In my opinion, chaos magick is best approached after one has already obtained a thorough foundation in a specific style or tradition of magickal practice. It is unfortunate that so many people choose chaos magick first out of shear laziness, thinking that they won't have to work very hard or adhere to rules/formats etc. From what I've seen, those types tend to achieve far less than those who first obtain a firm foundation in a more traditional format (i.e. Wicca, Bardon's system, Golden Dawn, Thelema, etc. - anything, so long as it has a specific format for learning and development of one's initial skills and self-awareness). As they say, "learn the rules first, and then learn how to break 'em." As far as I'm concerned, that's the best way to go about it. Even a surgeon in-training would learn far more from having been trained in a specific format at a University than he would by reading manuals on his own and taking what he likes from each one.
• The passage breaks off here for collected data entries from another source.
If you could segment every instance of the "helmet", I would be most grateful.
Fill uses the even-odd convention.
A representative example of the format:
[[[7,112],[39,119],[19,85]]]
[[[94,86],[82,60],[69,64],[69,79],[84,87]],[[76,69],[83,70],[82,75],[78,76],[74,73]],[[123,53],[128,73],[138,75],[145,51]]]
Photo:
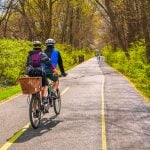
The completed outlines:
[[[56,43],[56,41],[54,40],[54,39],[47,39],[46,41],[45,41],[45,44],[46,45],[54,45]]]
[[[40,41],[33,41],[32,45],[34,48],[41,48],[42,47],[42,43]]]

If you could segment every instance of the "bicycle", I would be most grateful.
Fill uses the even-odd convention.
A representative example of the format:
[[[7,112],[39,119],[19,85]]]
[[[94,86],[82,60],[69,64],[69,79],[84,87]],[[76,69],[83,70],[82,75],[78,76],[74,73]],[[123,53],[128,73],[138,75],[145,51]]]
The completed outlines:
[[[52,82],[49,82],[49,85],[48,85],[48,97],[47,97],[48,104],[47,104],[47,108],[45,109],[44,105],[42,104],[42,100],[40,96],[42,84],[40,83],[37,85],[38,80],[34,81],[32,84],[30,83],[31,81],[33,81],[33,79],[36,79],[36,78],[41,79],[41,77],[21,78],[22,80],[26,79],[26,82],[22,82],[22,83],[20,80],[23,94],[32,94],[31,99],[29,98],[29,119],[34,129],[37,129],[39,127],[42,114],[44,115],[45,113],[47,113],[50,107],[54,107],[54,112],[56,115],[60,114],[60,109],[61,109],[60,90],[59,88],[56,90],[56,94],[57,94],[56,98],[53,98],[52,97]],[[36,84],[36,88],[35,88],[35,84]],[[31,88],[32,87],[31,85],[34,86],[34,89],[35,89],[34,91],[30,90],[29,88],[26,88],[26,87]]]

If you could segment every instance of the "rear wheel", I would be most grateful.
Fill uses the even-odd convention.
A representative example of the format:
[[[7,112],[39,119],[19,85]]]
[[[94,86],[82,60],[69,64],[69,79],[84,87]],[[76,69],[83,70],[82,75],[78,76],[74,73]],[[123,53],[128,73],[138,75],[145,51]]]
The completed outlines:
[[[57,91],[57,99],[53,100],[53,104],[54,104],[54,112],[56,115],[58,115],[61,109],[61,97],[59,89],[57,89],[56,91]]]
[[[34,129],[37,129],[40,125],[41,120],[41,109],[40,109],[40,95],[33,94],[30,106],[29,106],[29,117],[31,125]]]

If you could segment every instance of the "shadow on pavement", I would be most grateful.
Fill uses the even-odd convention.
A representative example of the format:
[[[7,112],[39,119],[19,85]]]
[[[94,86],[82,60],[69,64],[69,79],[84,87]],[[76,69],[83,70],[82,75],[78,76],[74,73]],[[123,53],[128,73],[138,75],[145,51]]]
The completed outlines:
[[[130,132],[133,132],[133,133],[139,134],[140,136],[143,134],[146,136],[150,136],[150,133],[142,132],[140,130],[138,131],[138,130],[133,129],[131,127],[124,127],[122,125],[118,125],[117,123],[107,122],[107,124],[115,126],[118,130],[118,133],[122,133],[123,135],[125,135],[125,134],[128,135]]]
[[[118,130],[122,135],[132,132],[140,136],[150,136],[149,124],[142,125],[140,123],[150,121],[150,107],[138,107],[137,105],[132,109],[125,107],[120,109],[107,108],[106,112],[108,130]]]
[[[56,120],[56,117],[57,116],[55,115],[50,118],[43,118],[38,129],[33,129],[30,126],[30,128],[27,129],[25,133],[15,141],[15,143],[24,143],[34,137],[42,136],[43,134],[51,131],[55,126],[57,126],[57,124],[63,122],[62,120]]]

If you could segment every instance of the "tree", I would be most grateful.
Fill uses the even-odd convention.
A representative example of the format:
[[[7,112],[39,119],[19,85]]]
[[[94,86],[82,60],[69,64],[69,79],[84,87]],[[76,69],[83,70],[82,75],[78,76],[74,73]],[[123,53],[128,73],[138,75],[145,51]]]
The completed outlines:
[[[113,44],[120,46],[127,54],[130,43],[141,38],[146,42],[146,56],[150,61],[150,1],[149,0],[91,0],[98,11],[105,12],[104,20],[109,27]],[[116,47],[116,46],[115,46]]]

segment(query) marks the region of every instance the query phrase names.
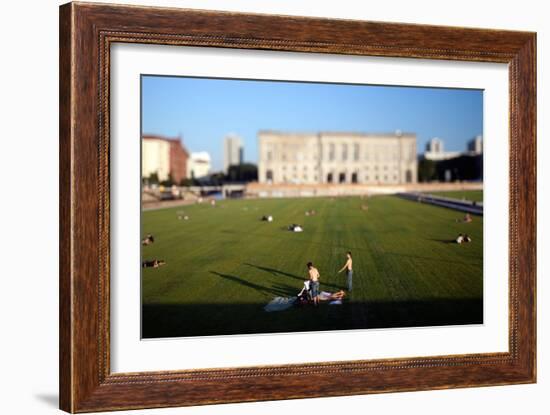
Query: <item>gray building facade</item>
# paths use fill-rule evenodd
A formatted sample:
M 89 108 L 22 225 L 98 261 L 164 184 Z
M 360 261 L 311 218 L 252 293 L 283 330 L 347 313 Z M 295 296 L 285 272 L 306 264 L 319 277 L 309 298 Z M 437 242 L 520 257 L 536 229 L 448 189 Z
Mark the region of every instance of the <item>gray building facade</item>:
M 416 183 L 416 135 L 258 133 L 258 181 L 295 184 Z

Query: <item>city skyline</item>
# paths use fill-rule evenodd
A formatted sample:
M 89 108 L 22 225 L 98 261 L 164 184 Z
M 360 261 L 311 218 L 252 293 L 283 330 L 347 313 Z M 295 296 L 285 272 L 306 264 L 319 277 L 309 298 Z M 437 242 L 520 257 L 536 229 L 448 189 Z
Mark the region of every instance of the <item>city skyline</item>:
M 412 132 L 417 153 L 433 137 L 463 151 L 483 134 L 483 91 L 311 82 L 142 76 L 142 132 L 181 136 L 223 169 L 224 139 L 242 138 L 244 162 L 258 162 L 258 133 Z

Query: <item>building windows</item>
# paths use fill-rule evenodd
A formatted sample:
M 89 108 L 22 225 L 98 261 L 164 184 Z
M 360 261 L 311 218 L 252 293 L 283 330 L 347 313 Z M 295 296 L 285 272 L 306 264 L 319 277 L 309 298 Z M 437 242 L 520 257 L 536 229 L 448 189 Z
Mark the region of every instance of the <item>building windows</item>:
M 408 137 L 406 140 L 381 137 L 340 133 L 303 137 L 281 133 L 277 140 L 260 137 L 262 154 L 258 159 L 264 163 L 259 166 L 263 172 L 260 180 L 283 183 L 286 178 L 287 183 L 296 179 L 299 183 L 331 184 L 416 182 L 416 142 Z M 336 163 L 346 164 L 338 167 Z
M 330 143 L 329 146 L 328 146 L 328 159 L 329 161 L 334 161 L 334 153 L 335 153 L 335 148 L 334 148 L 334 143 Z

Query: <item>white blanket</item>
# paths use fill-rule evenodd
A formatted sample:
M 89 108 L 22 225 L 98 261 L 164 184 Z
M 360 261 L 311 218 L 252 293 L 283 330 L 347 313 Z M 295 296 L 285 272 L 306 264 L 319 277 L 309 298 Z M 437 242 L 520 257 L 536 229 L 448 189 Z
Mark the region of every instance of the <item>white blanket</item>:
M 283 311 L 294 305 L 296 297 L 275 297 L 264 307 L 264 310 L 268 313 L 272 311 Z

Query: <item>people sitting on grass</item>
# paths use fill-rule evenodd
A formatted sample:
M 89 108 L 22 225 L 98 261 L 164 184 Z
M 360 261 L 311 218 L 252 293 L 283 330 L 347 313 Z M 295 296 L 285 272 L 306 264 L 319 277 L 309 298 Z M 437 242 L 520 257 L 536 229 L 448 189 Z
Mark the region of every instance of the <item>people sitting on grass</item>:
M 288 226 L 288 230 L 291 232 L 303 232 L 304 228 L 302 228 L 300 225 L 293 223 L 292 225 Z
M 308 262 L 309 279 L 304 281 L 304 286 L 296 297 L 275 297 L 264 307 L 267 312 L 283 311 L 291 306 L 307 306 L 309 304 L 319 305 L 320 301 L 326 301 L 329 305 L 341 305 L 346 293 L 344 290 L 331 293 L 319 291 L 319 271 Z
M 141 240 L 141 244 L 143 246 L 151 245 L 153 242 L 155 242 L 155 238 L 151 234 L 148 234 L 145 238 Z
M 306 210 L 306 216 L 315 216 L 317 212 L 314 209 Z
M 150 259 L 145 260 L 141 263 L 142 268 L 159 268 L 163 265 L 165 265 L 166 262 L 164 262 L 163 259 Z
M 458 236 L 456 237 L 455 239 L 455 242 L 457 244 L 465 244 L 465 243 L 468 243 L 468 242 L 472 242 L 472 238 L 470 238 L 469 235 L 462 235 L 461 233 L 458 234 Z
M 472 216 L 469 213 L 466 213 L 462 219 L 457 219 L 457 222 L 470 223 L 472 222 Z
M 310 289 L 310 281 L 304 281 L 304 286 L 302 287 L 302 290 L 296 294 L 296 305 L 305 305 L 309 304 L 311 301 L 311 289 Z
M 264 215 L 264 216 L 262 216 L 262 221 L 264 221 L 264 222 L 273 222 L 273 216 Z

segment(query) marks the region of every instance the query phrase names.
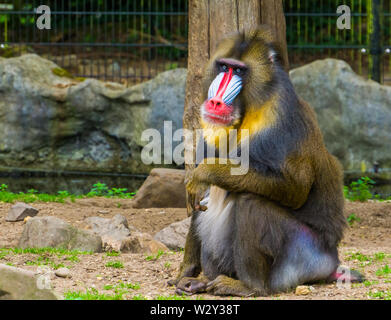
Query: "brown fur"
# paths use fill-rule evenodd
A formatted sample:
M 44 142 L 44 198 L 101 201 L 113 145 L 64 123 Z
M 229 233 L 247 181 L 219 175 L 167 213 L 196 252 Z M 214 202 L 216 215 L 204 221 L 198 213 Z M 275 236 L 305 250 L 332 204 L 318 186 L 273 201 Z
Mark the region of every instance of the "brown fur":
M 316 267 L 317 260 L 313 263 L 311 259 L 302 270 L 298 268 L 297 281 L 280 281 L 276 273 L 286 270 L 287 264 L 294 265 L 294 257 L 289 258 L 286 250 L 290 244 L 300 245 L 297 239 L 303 228 L 314 234 L 315 244 L 308 252 L 313 251 L 314 257 L 324 254 L 330 272 L 338 265 L 336 247 L 346 225 L 341 167 L 324 146 L 314 111 L 295 95 L 279 65 L 278 46 L 269 29 L 261 27 L 247 36 L 236 35 L 221 42 L 205 71 L 205 96 L 216 76 L 215 61 L 220 58 L 237 59 L 248 66 L 235 105 L 241 116 L 233 127 L 250 132 L 250 170 L 235 176 L 231 168 L 237 164 L 230 160 L 227 164 L 220 164 L 219 159 L 214 164 L 201 163 L 188 175 L 187 190 L 200 194 L 213 185 L 230 192 L 235 203 L 234 215 L 230 216 L 234 218 L 230 219 L 236 238 L 225 250 L 232 250 L 227 263 L 234 267 L 215 270 L 216 261 L 207 261 L 205 254 L 201 258 L 200 247 L 207 240 L 197 233 L 197 216 L 205 214 L 198 212 L 192 219 L 180 274 L 172 283 L 197 276 L 202 265 L 212 281 L 194 291 L 180 285 L 180 292 L 260 295 L 285 290 L 303 279 L 322 280 L 328 269 Z M 189 118 L 185 115 L 185 119 Z M 216 132 L 222 128 L 201 124 Z M 198 127 L 199 123 L 194 125 Z M 216 140 L 206 139 L 209 144 Z

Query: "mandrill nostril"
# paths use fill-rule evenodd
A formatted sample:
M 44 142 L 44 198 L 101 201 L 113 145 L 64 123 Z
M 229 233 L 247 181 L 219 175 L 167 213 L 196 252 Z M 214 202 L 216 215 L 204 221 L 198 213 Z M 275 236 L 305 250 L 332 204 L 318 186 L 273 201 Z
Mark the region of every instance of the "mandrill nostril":
M 221 99 L 219 98 L 212 98 L 209 100 L 209 104 L 210 104 L 210 107 L 213 109 L 213 110 L 220 110 L 222 108 L 224 108 L 224 101 L 222 101 Z

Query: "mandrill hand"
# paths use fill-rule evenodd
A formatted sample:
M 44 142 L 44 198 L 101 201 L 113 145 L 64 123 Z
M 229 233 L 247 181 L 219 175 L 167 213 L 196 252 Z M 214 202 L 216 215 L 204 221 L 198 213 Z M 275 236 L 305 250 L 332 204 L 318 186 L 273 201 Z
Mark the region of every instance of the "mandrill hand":
M 208 182 L 208 165 L 200 164 L 190 173 L 186 189 L 190 194 L 203 195 L 210 187 Z

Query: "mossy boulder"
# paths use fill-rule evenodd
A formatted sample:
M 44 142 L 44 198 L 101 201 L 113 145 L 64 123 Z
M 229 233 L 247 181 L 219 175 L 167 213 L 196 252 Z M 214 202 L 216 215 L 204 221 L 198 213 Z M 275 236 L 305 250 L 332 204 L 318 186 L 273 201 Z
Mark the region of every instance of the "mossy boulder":
M 126 88 L 35 54 L 0 59 L 0 168 L 149 172 L 141 133 L 181 128 L 185 82 L 175 69 Z

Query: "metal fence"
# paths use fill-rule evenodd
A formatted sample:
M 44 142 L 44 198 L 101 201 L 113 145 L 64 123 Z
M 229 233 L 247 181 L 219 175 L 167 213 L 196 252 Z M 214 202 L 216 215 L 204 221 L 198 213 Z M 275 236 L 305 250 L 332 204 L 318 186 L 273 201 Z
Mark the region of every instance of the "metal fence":
M 36 28 L 42 2 L 51 8 L 51 30 Z M 337 28 L 339 0 L 283 3 L 291 68 L 331 57 L 365 77 L 378 65 L 380 80 L 391 84 L 391 0 L 343 1 L 350 30 Z M 0 0 L 0 55 L 35 52 L 77 77 L 133 84 L 186 67 L 187 15 L 187 0 Z
M 35 8 L 51 9 L 51 29 Z M 2 55 L 35 52 L 77 77 L 132 84 L 186 67 L 187 0 L 0 0 Z
M 337 28 L 341 4 L 350 7 L 351 29 Z M 284 12 L 291 68 L 343 59 L 357 73 L 376 78 L 378 72 L 377 80 L 391 84 L 391 0 L 284 0 Z

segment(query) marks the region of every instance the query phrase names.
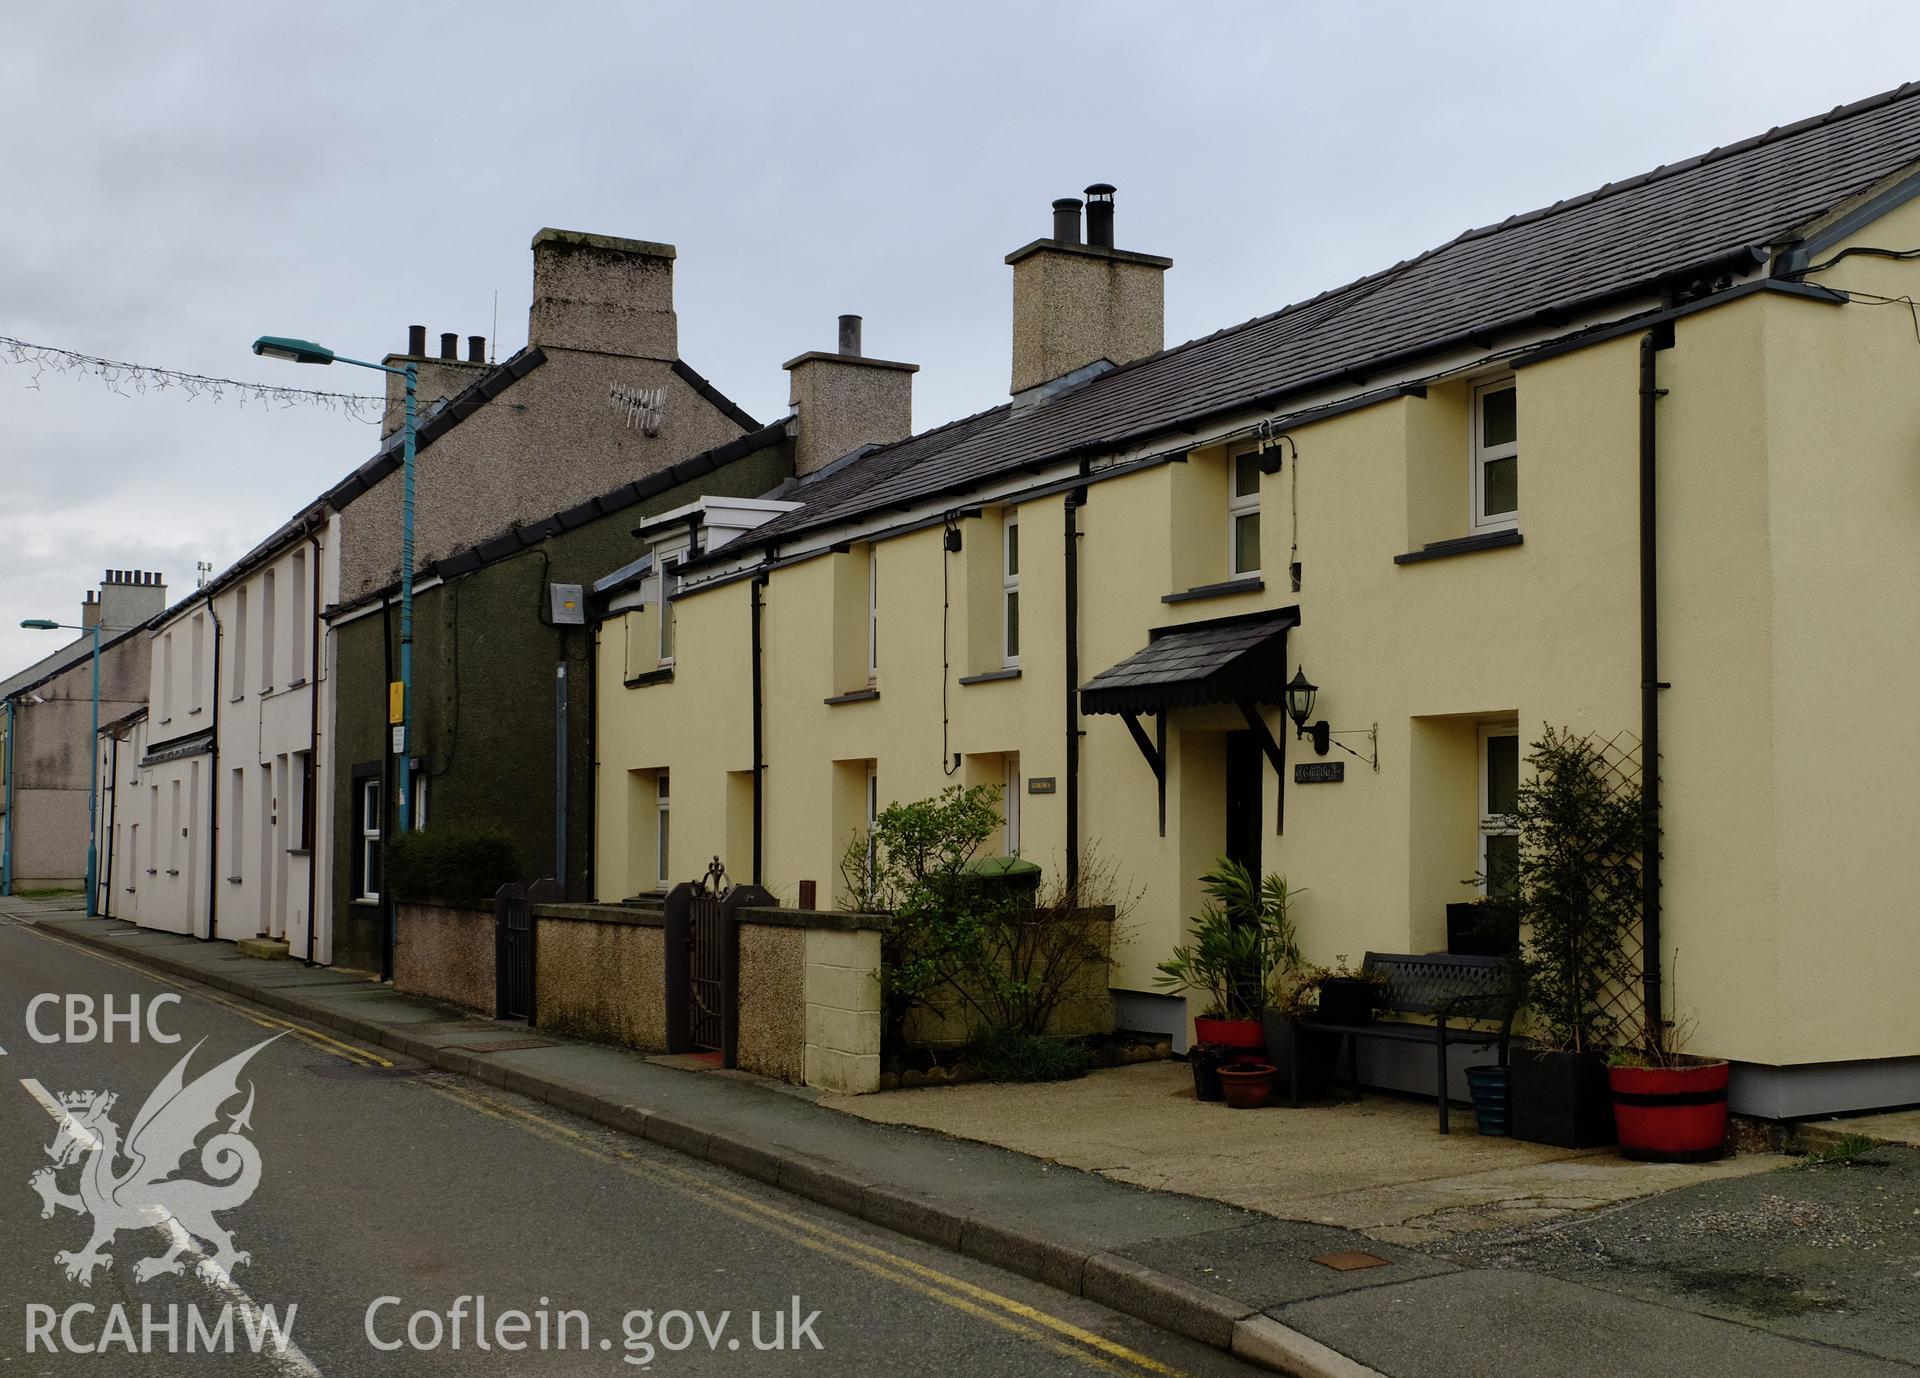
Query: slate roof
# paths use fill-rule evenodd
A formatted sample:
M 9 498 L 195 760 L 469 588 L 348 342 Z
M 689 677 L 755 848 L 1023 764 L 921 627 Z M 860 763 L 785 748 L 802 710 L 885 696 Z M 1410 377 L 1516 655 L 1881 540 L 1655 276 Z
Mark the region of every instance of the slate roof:
M 1390 361 L 1538 330 L 1727 265 L 1750 270 L 1808 221 L 1920 161 L 1920 83 L 1613 182 L 1384 272 L 1106 373 L 1018 413 L 996 408 L 877 450 L 805 508 L 743 537 L 799 531 L 963 491 L 1022 467 L 1118 449 Z M 931 448 L 927 442 L 936 441 Z
M 1161 627 L 1144 650 L 1080 688 L 1087 713 L 1154 713 L 1202 703 L 1276 703 L 1285 678 L 1287 628 L 1298 608 Z

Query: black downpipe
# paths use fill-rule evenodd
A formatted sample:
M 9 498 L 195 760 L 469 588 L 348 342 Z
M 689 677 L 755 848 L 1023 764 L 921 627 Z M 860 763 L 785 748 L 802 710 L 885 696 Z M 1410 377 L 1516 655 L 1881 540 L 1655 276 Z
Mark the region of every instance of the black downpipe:
M 587 769 L 592 773 L 587 777 L 587 884 L 582 894 L 588 900 L 599 898 L 594 888 L 594 868 L 600 858 L 600 627 L 600 623 L 594 623 L 586 638 Z
M 769 552 L 769 555 L 771 555 L 771 552 Z M 753 576 L 753 644 L 751 648 L 753 655 L 753 883 L 755 885 L 765 884 L 760 878 L 761 862 L 765 854 L 765 838 L 762 832 L 765 814 L 762 811 L 760 795 L 762 777 L 765 775 L 767 769 L 764 754 L 766 746 L 764 736 L 766 706 L 762 702 L 761 694 L 762 674 L 760 655 L 761 621 L 766 615 L 765 605 L 761 601 L 761 596 L 766 586 L 767 571 L 763 567 L 758 574 Z
M 104 877 L 95 878 L 96 883 L 102 885 L 102 887 L 106 890 L 107 897 L 105 900 L 101 900 L 98 896 L 95 896 L 95 904 L 93 907 L 99 910 L 100 913 L 106 915 L 106 917 L 112 918 L 113 917 L 113 851 L 114 851 L 114 847 L 113 847 L 114 831 L 113 830 L 117 826 L 115 820 L 118 819 L 120 816 L 120 739 L 119 737 L 116 736 L 116 737 L 109 737 L 107 740 L 113 743 L 112 746 L 107 748 L 107 779 L 111 782 L 107 786 L 107 865 L 106 865 L 106 875 Z M 99 743 L 95 742 L 94 746 L 97 749 L 99 747 Z
M 207 941 L 220 934 L 220 614 L 207 595 L 213 619 L 213 742 L 207 769 Z
M 1080 460 L 1080 477 L 1087 460 Z M 1080 508 L 1084 486 L 1067 494 L 1066 511 L 1066 668 L 1067 668 L 1067 893 L 1080 889 Z
M 307 655 L 307 778 L 301 786 L 300 800 L 300 826 L 307 836 L 300 840 L 308 844 L 307 965 L 312 966 L 313 932 L 320 926 L 320 916 L 313 912 L 313 902 L 320 893 L 320 820 L 314 816 L 320 807 L 320 538 L 309 531 L 307 544 L 313 551 L 309 571 L 313 591 L 307 603 L 307 615 L 312 619 L 313 632 L 311 650 Z M 295 634 L 298 635 L 297 630 Z M 331 859 L 328 858 L 329 861 Z
M 1640 337 L 1640 913 L 1646 1038 L 1662 1041 L 1660 981 L 1660 561 L 1654 487 L 1659 471 L 1657 355 L 1673 347 L 1673 322 Z

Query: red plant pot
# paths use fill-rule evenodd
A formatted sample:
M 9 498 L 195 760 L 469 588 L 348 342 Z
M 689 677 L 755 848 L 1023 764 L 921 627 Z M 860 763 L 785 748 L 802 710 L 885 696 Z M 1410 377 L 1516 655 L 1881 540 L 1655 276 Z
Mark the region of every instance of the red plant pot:
M 1258 1110 L 1273 1095 L 1274 1068 L 1265 1062 L 1234 1062 L 1220 1069 L 1220 1089 L 1235 1110 Z
M 1267 1035 L 1258 1019 L 1195 1019 L 1193 1041 L 1226 1048 L 1265 1048 Z
M 1727 1151 L 1724 1062 L 1609 1067 L 1620 1154 L 1651 1163 L 1704 1163 Z

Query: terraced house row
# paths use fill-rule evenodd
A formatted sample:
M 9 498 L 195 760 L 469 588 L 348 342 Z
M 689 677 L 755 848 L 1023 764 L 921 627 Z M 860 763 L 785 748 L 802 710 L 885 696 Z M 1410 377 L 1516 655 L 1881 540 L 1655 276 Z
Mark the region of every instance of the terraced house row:
M 918 432 L 857 318 L 762 423 L 679 359 L 670 246 L 542 231 L 526 349 L 401 356 L 415 824 L 555 878 L 545 1009 L 671 967 L 714 859 L 816 915 L 743 928 L 741 1044 L 804 968 L 782 1074 L 861 1089 L 812 983 L 867 960 L 824 916 L 889 802 L 991 785 L 997 850 L 1122 877 L 1113 1019 L 1183 1043 L 1154 969 L 1216 856 L 1303 892 L 1310 959 L 1444 950 L 1551 725 L 1645 793 L 1644 996 L 1734 1108 L 1920 1101 L 1916 193 L 1903 87 L 1167 347 L 1173 261 L 1096 184 L 1006 256 L 1011 397 Z M 491 919 L 383 883 L 396 445 L 150 624 L 99 900 L 486 1006 Z

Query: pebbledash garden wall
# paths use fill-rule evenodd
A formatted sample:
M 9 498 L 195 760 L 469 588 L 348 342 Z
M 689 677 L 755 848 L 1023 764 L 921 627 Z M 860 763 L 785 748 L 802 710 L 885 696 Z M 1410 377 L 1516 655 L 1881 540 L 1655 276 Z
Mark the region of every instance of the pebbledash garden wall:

Liber Null & Psychonaut - by Peter J. Carroll. His first book on the topic, and full of ideas.
Liber Kaos - by Peter J. Carroll. More of the same plus some ideas with Quantum Physics.
Condensed Chaos : An Introduction to Chaos Magic by Phil Hine. Possibly more useful than Carroll's books, even though Carroll came first. Hine was apparently a therapist for a while (and according to one reviewer, it shows).
Prime Chaos : Adventures in Chaos Magic by Phil Hine. An enjoyable read full of useful ideas that can be borrowed.